3. Infusions Across Sensory Modalities and Physical Substrates

The concept of sound infusion extends into physicalizable, cross-modal contexts. The Cymatics Cup system routes specific acoustic waveforms through a liquid medium, inducing standing-wave morphologies (Faraday and capillary waves) whose visual patterns encode taste qualities. Carefully chosen frequency and amplitude patterns create liquid surface deformations mapped to taste profiles (“sweet,” “sour,” etc.) as demonstrated by significant effects in controlled user studies on taste perception. The visual dominance of these deformations in altering taste experience, the minimal impact of tactile vibration, and the trade-offs in vessel design, rhythm, and material selection are systematically explored, highlighting the translation of algorithmic sound properties into multi-sensory augmentation of dining experiences (Chen et al., 2024).

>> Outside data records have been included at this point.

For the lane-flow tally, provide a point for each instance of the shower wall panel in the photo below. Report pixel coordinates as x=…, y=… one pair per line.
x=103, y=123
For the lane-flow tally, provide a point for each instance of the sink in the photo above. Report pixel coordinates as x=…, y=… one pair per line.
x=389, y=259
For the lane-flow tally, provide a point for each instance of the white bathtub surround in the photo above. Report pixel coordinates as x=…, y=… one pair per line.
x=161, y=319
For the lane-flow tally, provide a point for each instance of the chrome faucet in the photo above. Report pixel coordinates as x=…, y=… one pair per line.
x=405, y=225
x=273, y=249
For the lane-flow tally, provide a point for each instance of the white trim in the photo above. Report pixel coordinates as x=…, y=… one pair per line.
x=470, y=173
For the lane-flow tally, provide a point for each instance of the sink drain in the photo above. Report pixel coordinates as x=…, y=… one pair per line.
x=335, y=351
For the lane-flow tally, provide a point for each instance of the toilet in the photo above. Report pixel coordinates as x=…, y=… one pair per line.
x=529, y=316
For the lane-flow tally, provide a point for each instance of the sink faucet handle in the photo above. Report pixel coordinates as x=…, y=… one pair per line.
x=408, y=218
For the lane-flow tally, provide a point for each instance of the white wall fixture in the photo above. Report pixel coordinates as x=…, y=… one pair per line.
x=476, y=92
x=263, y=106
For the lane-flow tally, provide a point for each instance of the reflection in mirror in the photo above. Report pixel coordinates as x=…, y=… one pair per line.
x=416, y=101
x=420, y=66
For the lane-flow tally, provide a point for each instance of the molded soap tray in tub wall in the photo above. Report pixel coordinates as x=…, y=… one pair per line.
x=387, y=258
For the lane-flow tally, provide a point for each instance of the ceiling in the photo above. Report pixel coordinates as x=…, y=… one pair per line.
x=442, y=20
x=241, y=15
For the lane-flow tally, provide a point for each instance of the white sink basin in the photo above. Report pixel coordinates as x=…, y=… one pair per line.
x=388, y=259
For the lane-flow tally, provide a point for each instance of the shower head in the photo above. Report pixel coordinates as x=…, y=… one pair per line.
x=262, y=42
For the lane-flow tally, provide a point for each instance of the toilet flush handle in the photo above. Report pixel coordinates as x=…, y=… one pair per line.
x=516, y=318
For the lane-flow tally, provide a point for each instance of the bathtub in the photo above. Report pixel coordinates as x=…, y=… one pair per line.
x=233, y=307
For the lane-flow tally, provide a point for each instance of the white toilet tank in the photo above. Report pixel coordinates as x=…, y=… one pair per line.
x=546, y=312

4. Algorithmic and Systemic Mechanisms

Sound infusion architectures leverage a broad array of algorithmic primitives, including:

Diffusion-based generative modeling: All major advanced sound infusions utilize diffusion models, either for direct waveform synthesis (“text-to-audio”), spatial encoding (ambisonic latents), or guided deterministic inversion.
Latent conditioning and cross-attention: Fine-grained alignment and manipulation are achieved via cross-attention layers linking audio and non-audio modality representations (text tokens, embeddings of spatial parameters, or images), as in Auffusion and Mix2Morph (Xue et al., 2024, Chu et al., 28 Jan 2026).
Conditional separation and semantic embedding: In universal source separation, semantic embeddings from large-scale classifiers are injected to guide and improve separation quality, yielding measurable SNR gain (Tzinis et al., 2019).
Physical signal processing: Systems like Cymatics Cup and UltrasonicSpheres implement AM/FDM carrier-based signal chains, controlling propagation and demodulation of multiple sound streams in either physical liquids or spatial sound zones, with well-characterized beam patterns, cross-talk suppression, and perceptual SNR (Küttner et al., 3 Jun 2025).

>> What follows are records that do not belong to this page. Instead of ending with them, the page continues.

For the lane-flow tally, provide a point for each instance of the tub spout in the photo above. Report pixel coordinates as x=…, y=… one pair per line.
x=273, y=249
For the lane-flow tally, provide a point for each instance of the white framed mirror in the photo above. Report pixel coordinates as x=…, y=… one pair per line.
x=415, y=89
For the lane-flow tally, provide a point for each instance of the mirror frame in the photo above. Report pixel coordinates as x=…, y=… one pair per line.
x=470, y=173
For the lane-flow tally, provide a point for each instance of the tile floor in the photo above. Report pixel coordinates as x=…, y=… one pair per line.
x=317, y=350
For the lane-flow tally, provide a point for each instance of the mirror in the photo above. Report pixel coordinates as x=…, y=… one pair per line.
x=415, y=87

5. Applications, Evaluation Protocols, and Experimental Validation

Sound infusions are validated across objective and subjective protocols—both in pure acoustic domains and in multi- or cross-modal deployments:

Objective metrics: FAD, Mel/STFT distances, latent compressibility, clustering in semantic embedding space, spatial accuracy (in FOA), and SNR for separation/morphing.
Subjective evaluation: MOS (Mean Opinion Score), forced-choice categorization, cross-modal perception (taste/vision), physical experiment (e.g., pointing error in spatial zones).
Representative use cases: Asymmetric sound design (e.g., infusing timbre or environment into a primary source), adaptive and individualized spatial soundscapes in VR/AR or public installations, multisensory augmentation in gastronomy, and localized, unobtrusive sound delivery without physical barriers.

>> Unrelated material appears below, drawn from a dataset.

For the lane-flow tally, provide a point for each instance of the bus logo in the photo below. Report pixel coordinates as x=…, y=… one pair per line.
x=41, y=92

6. Limitations and Future Perspectives

Limitations are context-dependent. In generative fusion, maintaining a balance between structural preservation and genuine novelty is non-trivial and subject to the granularity/location of latent injection and the noise schedule. Cross-modal infusions may suffer from mapping ambiguities or interaction effects (e.g., vibration dampening taste). Spatial audio synthesis is limited by the quality of object detection, geometric localization, and real-time computational constraints. Room acoustic infusion methods are presently limited to the addition of reverberation and do not handle dereverberation or time-varying acoustics (Verma et al., 2022). Physical sound infusions must carefully trade amplitude and pattern stability against practical factors such as spillage, environmental interference, and user comfort (Chen et al., 2024, Küttner et al., 3 Jun 2025).

Across all domains, the field continues to push toward enhanced controllability, finer granularity in cross-modal alignment, real-time operation, and integration with both learned and physically-grounded models of perception and materiality.